Competency 7:

Practise working collaboratively and collegially as well as independently

Douglas Fir (JSȺ¸IȽĆ in SENĆOŦEN), Beacon Hill Park, Victoria, BC

A collaborative teaching and learning community puts the students’ learning first and celebrates good teaching. Collaborative teaching might be:

  • co-teaching or team teaching
  • two or more teachers or other educators working together to plan units and lessons, possibly in transdisciplinary ways thematically,
  • across a grade level or department
  • across the curriculum,

drawing on Big Ideas and core competencies.

The ability for teachers to be able to work collaboratively with colleagues is a key element for professional development and student success. In fact, many schools have “collaboration blocks” built into the school timetable. 

Factors That Influence Collaborative Success

  • Dispositions that lead to mutual trust and respect between colleagues; relationality
  • Curiosity, desire to learn and a willingness to share and learn with and from each other
  • Time during the day/week/month to plan and reflect
  • A focus on student success
  • A growth mindset
  • Thinking of teaching and learning both inside and outside the walls of the classroom


  • What do collaboration and collegiality “look like” in schools and classrooms you have visited?
  • What experiences have you had working collaboratively with others?
  • What attributes do you bring to a professional, collaborative team?
  • What can you learn from others? What can others learn from you?

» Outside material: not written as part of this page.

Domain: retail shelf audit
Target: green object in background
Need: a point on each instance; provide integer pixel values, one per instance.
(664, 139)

In the Summary Report of Practicum, the following descriptors are used under the heading of Collaboration and Community Engagement. How are you demonstrating these in your own learning? What evidence do you have of collaboration with colleagues? How can you imagine demonstrating these during practicum?

  • Relationship Building
  • Inclusive Practice
  • Responds to Diversity
  • Facilitation Skills
  • Conflict Resolution
  • Creating Community
  • Collaboration
  • Communication with home
  • How can the evolution of your teacher identity, teaching philosophy, and teaching practice benefit from participation in collaborative opportunities?
  • How do educators collaborate with one another, with students, families, communities, other schools or organizations?  What opportunities do you see for collaboration to support student learning?